Was sind Erinnerungen wert?
Von Carsten
Achtung, ich nutze hier einen Artikel als Aufhänger für meine eigenen, völlig unzusammenhängenden Gedanken. 😉 Christian hat einen sehr interessanten Artikelüber Erinnerungen geschrieben. Eigentlich sollte es wohl um die Lebensdauer von Backupmedien gehen, wie er schon vor ein paar Tagen auf Twitter verlauten liess (Link, anyone?). Bei mir kamen aber am stärksten Sätze wie diese durch:
So kann auch ein zufälliger Schnappsschuss vom Opa in 20 Jahren 100x mehr Bedeutung für uns haben als wir es uns heute vorstellen können.
Das gleiche gilt für das Kuscheltier aus der frühen Kindheit, für das erste Fahrrad, für die erste Spielekonsole oder anderes Spielzeug, für Urlaubssouvenirs… und für hunderte andere Dinge, denen man einen sentimentalen Wert zusprechen könnte. Und die man für den Rest seines Lebens mit sich herumschleppen könnte, um sich während des Älter werdens immer wieder daran zu klammern und die Jugenderinnerungen in verblassten und gleichzeitig geschönten Kanten wiederaufleben zu lassen.
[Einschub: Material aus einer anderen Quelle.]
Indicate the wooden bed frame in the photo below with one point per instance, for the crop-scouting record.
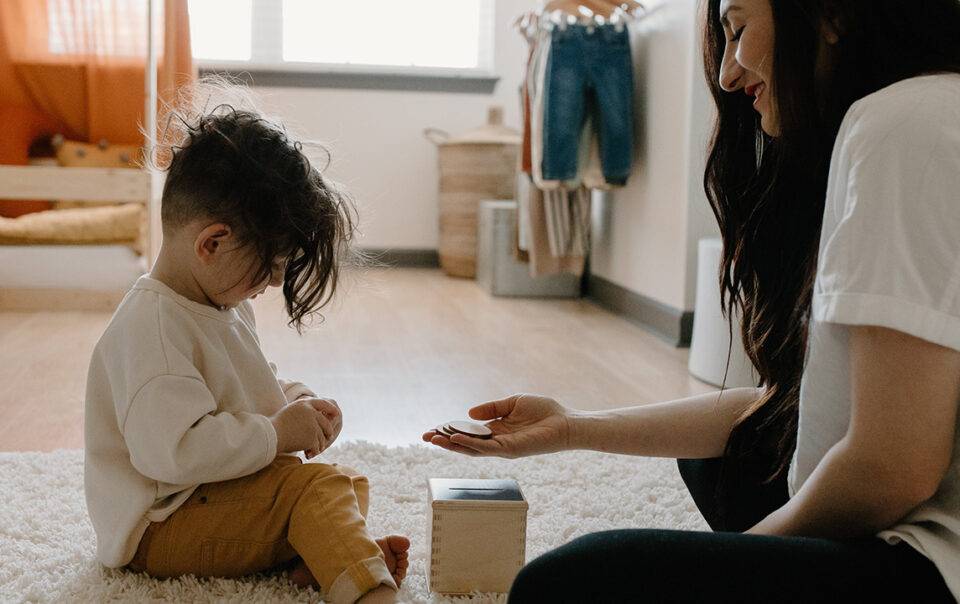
(85, 184)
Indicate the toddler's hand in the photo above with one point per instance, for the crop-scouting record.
(301, 426)
(331, 412)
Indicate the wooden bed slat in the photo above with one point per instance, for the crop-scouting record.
(74, 184)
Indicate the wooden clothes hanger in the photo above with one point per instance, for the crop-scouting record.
(594, 9)
(581, 8)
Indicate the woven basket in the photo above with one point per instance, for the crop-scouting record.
(478, 165)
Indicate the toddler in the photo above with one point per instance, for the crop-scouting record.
(190, 436)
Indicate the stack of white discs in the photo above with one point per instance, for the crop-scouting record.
(461, 427)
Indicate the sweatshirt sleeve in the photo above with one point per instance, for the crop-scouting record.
(175, 434)
(292, 389)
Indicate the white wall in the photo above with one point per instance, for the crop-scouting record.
(377, 142)
(645, 236)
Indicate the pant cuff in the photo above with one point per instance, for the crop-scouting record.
(358, 579)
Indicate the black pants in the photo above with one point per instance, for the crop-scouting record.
(649, 565)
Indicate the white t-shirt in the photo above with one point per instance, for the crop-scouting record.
(890, 257)
(178, 395)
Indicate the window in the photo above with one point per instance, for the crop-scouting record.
(414, 37)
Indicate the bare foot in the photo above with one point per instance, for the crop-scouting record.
(395, 553)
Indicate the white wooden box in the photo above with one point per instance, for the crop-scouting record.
(477, 534)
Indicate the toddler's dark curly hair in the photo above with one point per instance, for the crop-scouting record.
(235, 166)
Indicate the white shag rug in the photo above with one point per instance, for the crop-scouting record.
(47, 544)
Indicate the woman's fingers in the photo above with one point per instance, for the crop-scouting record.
(445, 443)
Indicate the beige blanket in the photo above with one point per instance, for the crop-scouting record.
(120, 224)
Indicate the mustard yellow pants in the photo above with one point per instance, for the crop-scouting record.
(261, 521)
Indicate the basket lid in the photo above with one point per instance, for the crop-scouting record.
(492, 132)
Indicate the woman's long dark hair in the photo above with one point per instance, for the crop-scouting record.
(767, 193)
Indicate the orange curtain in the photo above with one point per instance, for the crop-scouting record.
(79, 64)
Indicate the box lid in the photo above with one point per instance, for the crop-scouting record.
(477, 491)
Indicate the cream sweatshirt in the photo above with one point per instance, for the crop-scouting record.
(178, 394)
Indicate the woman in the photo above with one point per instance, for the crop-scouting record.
(834, 174)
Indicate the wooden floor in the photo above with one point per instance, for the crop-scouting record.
(402, 350)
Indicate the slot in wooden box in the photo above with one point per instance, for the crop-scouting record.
(477, 534)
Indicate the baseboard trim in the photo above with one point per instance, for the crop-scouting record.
(672, 324)
(403, 257)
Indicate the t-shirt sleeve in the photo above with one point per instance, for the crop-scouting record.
(176, 435)
(890, 246)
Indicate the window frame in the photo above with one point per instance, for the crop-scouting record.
(267, 67)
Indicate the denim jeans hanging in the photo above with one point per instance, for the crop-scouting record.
(589, 69)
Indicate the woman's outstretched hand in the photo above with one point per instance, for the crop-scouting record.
(522, 425)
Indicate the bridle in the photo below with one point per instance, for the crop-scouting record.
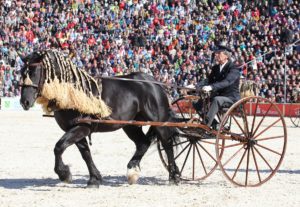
(40, 83)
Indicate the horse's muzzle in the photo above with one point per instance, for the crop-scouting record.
(25, 104)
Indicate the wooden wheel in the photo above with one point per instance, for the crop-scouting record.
(250, 150)
(296, 119)
(194, 156)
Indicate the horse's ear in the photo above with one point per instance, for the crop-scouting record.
(23, 58)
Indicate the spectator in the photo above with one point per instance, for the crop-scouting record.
(119, 37)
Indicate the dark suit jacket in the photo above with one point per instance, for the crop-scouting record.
(225, 83)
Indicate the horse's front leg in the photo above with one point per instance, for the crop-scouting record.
(72, 136)
(95, 176)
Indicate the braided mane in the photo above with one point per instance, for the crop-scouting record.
(69, 87)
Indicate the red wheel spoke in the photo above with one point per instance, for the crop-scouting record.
(232, 145)
(237, 168)
(267, 128)
(245, 119)
(253, 121)
(255, 162)
(207, 152)
(182, 151)
(234, 155)
(263, 158)
(207, 142)
(266, 148)
(188, 154)
(269, 138)
(201, 160)
(193, 162)
(238, 125)
(262, 119)
(247, 167)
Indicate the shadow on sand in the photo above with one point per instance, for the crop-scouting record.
(78, 181)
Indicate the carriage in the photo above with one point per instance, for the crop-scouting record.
(244, 146)
(296, 119)
(248, 144)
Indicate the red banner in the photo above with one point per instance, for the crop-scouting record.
(262, 108)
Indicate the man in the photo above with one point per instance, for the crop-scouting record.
(223, 82)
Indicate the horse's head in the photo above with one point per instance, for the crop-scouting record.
(32, 79)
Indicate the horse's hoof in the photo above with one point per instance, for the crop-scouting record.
(175, 181)
(68, 179)
(133, 175)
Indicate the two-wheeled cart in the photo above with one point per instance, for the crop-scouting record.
(248, 144)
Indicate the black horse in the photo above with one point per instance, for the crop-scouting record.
(128, 100)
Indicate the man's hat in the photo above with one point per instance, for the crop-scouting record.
(221, 48)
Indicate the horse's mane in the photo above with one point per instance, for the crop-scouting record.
(69, 87)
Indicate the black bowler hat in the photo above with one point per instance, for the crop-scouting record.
(221, 48)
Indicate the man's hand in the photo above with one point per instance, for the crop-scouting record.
(207, 89)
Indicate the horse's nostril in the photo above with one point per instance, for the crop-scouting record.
(26, 103)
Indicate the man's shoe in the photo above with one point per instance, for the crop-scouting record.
(196, 106)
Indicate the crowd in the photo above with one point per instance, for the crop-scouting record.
(172, 40)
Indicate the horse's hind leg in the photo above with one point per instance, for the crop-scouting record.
(70, 137)
(165, 134)
(142, 143)
(95, 176)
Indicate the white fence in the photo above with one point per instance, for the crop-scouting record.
(13, 104)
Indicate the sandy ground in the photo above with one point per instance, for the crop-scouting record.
(27, 177)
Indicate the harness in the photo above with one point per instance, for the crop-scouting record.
(28, 83)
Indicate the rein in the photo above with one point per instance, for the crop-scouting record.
(145, 81)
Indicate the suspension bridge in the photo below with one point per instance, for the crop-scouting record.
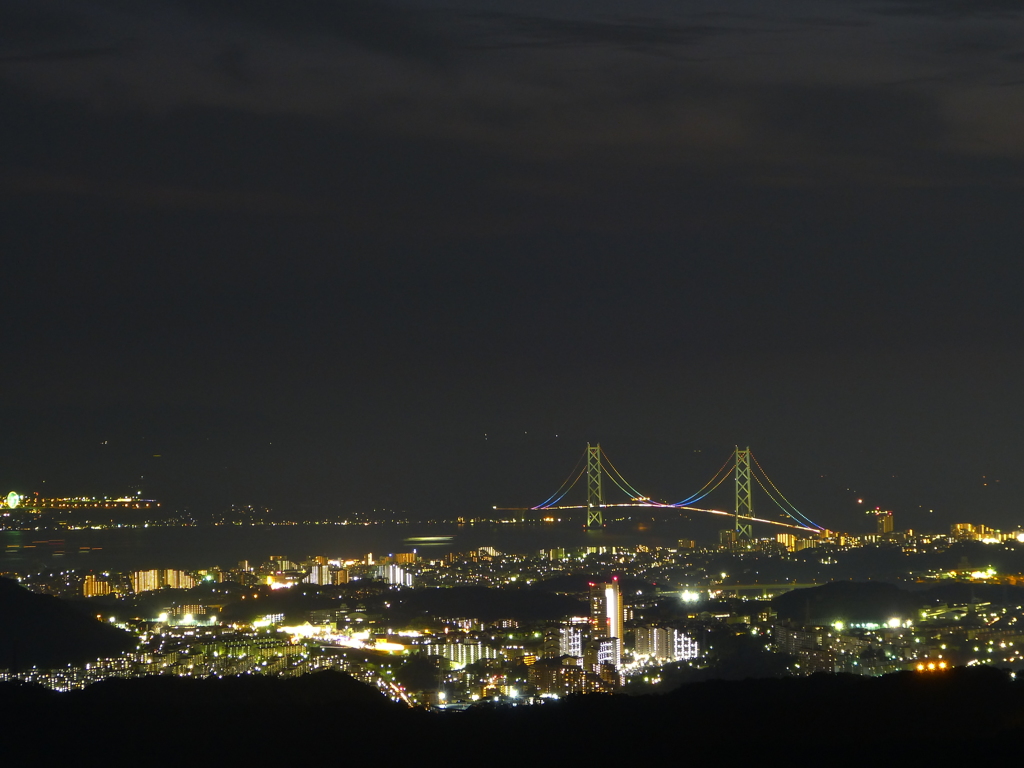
(741, 465)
Niemand würde auf die Idee kommen ausgedruckte Fotos so leichtfertig in den Papierkorb zu werfen, denn man sieht direkt das Bild, und hat einen Bezug, Erinnerungen, was bei einer CD, oder einer externen Festplatte mit Teilweise mehreren hundert oder tausend Fotos nicht der Fall ist.
Ich kenne sowas aber durchaus von den analogen Medien: Jemand hat hunderte Fotos in mehreren Ordnern, die seit Jahren mitgeschleppt werden. Und die werden dann wieder rausgekramt, meistens mit den Worten “Weißt Du noch…” oder “Ach jaaaaa”.
Und dann kommt dieser Satz:
Zudem hat die Entwicklung des Fotos ja auch etwas gekostet, damals noch mehr als heute.
Damit wird schon fast zwingend, dass man einen materiellen Verlust erleidet, wenn man diese Erinnerungsstücke wegwirft. Das ist schon fast klassisch, die früher getätigte Investition soll nicht im Nachhinein als Unsinn enden, daher hält man daran fest. Was man gemacht hat, kann ja schliesslich nicht falsch sein - sonst hätte man es ja nicht getan. Und so sammeln sich noch mehr Dinge an, die irgendwann mal Wert hatten.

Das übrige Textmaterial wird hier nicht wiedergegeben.